Und das ganz zu Recht, denn Männlichkeit ist und bleibt ein rein soziales und kulturelles Konstrukt. Und das bedeutet, dass wir gemeinsam dafür sorgen können, dass es für alle Formen der Männlichkeit (oder besser Menschlichkeit) Raum gibt.

Was man tun kann, um stereotype Genderbilder zu verändern? Zum Beispiel das Folgende:

  • Werde dir deiner selbst bewusst und Frage dich selbst: Wie bist du aufgewachsen? Wie wurde mit deinen Emotionen als Kind umgegangen? Erinnerst du dich noch daran, wie dich jemand zum ersten Mal aufgefordert hat nicht zu heulen oder nicht andere Jungen zu umarmen? Hast du manchmal Dinge nicht gezeigt, weil sie nicht ‘männlich genug’ waren? Machst du das immer noch? Siehst du dich selbst als Mann oder kannst du dich auch als Person mit einer ganzen Reihe von Eigenschaften und Emotionen sehen, die nicht ins traditionelle Bild des Mannes passen?
  • Denke gut über die Eigenschaften nach, die du dir selbst und anderen andichtest. Es ist natürlich völlig okay, wenn du gerne eine tatkräftige Person sein willst. Tatkraft sollte man aber nicht per Definition an Männlichkeit koppeln. Frauen können ebenfalls tatkräftig sein, während auch Männer das komplette Gegenteil sein können. Man sollte also nicht nur das Geschlecht der betreffenden Person sehen.

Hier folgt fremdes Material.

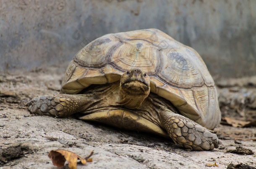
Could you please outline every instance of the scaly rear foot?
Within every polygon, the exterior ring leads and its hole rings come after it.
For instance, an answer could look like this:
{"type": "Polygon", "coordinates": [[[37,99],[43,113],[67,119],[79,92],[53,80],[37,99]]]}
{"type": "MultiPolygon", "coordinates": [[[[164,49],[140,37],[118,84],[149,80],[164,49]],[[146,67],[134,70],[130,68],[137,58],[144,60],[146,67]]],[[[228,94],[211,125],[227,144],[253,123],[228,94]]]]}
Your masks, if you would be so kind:
{"type": "Polygon", "coordinates": [[[162,124],[175,143],[196,151],[212,150],[221,144],[216,134],[187,118],[178,114],[165,116],[162,124]]]}

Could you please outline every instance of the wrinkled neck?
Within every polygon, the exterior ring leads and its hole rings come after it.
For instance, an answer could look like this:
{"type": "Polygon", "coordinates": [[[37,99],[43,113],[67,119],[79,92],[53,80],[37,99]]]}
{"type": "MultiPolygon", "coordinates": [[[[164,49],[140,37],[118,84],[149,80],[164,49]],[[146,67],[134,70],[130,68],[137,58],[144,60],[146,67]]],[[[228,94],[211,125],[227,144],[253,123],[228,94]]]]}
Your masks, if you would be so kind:
{"type": "Polygon", "coordinates": [[[139,107],[145,98],[141,96],[129,95],[125,97],[119,103],[131,109],[136,109],[139,107]]]}
{"type": "Polygon", "coordinates": [[[144,100],[149,96],[150,90],[146,93],[141,93],[132,91],[120,90],[121,101],[119,103],[131,109],[136,109],[139,107],[144,100]]]}

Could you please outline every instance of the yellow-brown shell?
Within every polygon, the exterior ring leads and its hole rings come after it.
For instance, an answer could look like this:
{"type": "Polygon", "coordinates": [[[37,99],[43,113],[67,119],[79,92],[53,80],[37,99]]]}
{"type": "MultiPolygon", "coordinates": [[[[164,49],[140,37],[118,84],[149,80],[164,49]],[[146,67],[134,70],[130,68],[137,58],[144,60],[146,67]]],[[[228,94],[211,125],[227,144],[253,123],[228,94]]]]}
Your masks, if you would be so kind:
{"type": "Polygon", "coordinates": [[[120,80],[138,68],[150,78],[151,91],[208,129],[221,113],[212,78],[199,54],[157,29],[106,35],[79,51],[69,63],[60,93],[77,94],[92,84],[120,80]]]}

  • Untersuche deine eigenen Gefühle. Unterdrücke sie nicht, wenn du sie wahrnimmst, sondern erkenne sie und lasse sie zu. Schreibe ganz ehrlich auf, wie du dich fühlst, wenn du Kummer und Angst empfindest. Versuche mit deinen Emotionen immer besser in Kontakt zu kommen und akzeptiere Hilfe, falls du sie benötigst. Egal, ob du dazu mit Freunden oder der Familie sprichst, mit einem Coach oder anderen Personen, die dir helfen können.

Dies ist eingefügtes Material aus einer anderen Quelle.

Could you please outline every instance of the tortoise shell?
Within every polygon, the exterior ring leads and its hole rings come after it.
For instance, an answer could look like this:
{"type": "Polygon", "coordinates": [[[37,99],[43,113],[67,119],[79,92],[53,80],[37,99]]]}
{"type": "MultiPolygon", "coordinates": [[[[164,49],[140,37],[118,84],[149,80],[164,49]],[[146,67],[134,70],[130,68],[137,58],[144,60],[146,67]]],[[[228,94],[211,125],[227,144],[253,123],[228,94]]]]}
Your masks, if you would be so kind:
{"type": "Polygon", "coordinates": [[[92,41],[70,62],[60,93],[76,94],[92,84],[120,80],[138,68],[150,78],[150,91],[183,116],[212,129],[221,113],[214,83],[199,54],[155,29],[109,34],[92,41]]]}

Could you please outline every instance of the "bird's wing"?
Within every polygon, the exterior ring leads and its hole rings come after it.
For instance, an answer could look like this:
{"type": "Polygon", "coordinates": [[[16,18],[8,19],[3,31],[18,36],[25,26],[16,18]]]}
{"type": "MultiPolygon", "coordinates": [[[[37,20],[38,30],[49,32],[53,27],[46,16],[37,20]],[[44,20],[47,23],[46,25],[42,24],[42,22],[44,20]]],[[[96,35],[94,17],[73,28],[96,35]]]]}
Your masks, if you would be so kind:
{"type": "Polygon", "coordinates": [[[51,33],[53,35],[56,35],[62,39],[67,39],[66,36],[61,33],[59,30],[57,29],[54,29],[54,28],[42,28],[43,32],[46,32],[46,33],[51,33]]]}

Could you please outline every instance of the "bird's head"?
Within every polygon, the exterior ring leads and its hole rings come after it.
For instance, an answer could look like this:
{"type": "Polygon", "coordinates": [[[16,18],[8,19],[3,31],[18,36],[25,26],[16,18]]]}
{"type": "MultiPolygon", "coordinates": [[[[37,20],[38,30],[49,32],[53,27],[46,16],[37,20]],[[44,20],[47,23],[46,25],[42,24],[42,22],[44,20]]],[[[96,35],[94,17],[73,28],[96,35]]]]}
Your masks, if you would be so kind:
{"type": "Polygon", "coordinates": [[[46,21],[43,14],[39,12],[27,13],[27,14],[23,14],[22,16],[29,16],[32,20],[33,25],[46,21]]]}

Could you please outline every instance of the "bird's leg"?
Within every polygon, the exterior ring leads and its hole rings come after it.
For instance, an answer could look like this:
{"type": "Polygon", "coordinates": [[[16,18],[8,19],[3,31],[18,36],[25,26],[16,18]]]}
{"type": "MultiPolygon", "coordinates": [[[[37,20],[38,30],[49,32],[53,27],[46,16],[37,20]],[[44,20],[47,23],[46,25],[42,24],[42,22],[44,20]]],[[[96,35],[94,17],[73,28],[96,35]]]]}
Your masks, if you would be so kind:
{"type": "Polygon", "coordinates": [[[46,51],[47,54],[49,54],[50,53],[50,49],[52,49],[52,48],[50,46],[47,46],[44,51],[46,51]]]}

  • Es ist immer gut, das Thema offener zu diskutieren. Sitzt du mit deinen Freunden und jeder Menge Bier auf dem Sofa und schaust dir 11 fußballspielende Testosteronbomben an? Kein Problem! Versuche aber auch kritisch zu sein, wenn irgendwelche sexistischen oder homophoben Witze gerissen werden. Versuche solche Dinge anzusprechen.

Eine ganz neue Welt kann sich einem eröffnen, wenn man es schafft, sich von diesem auferlegten und einschränkenden Männlichkeitsbild zu lösen. Wenn man lernt, seine eigenen Emotionen und die von anderen zu erkennen und sich bewusst wird, dass sich hinter Verletzlichkeit echte Stärke verbirgt.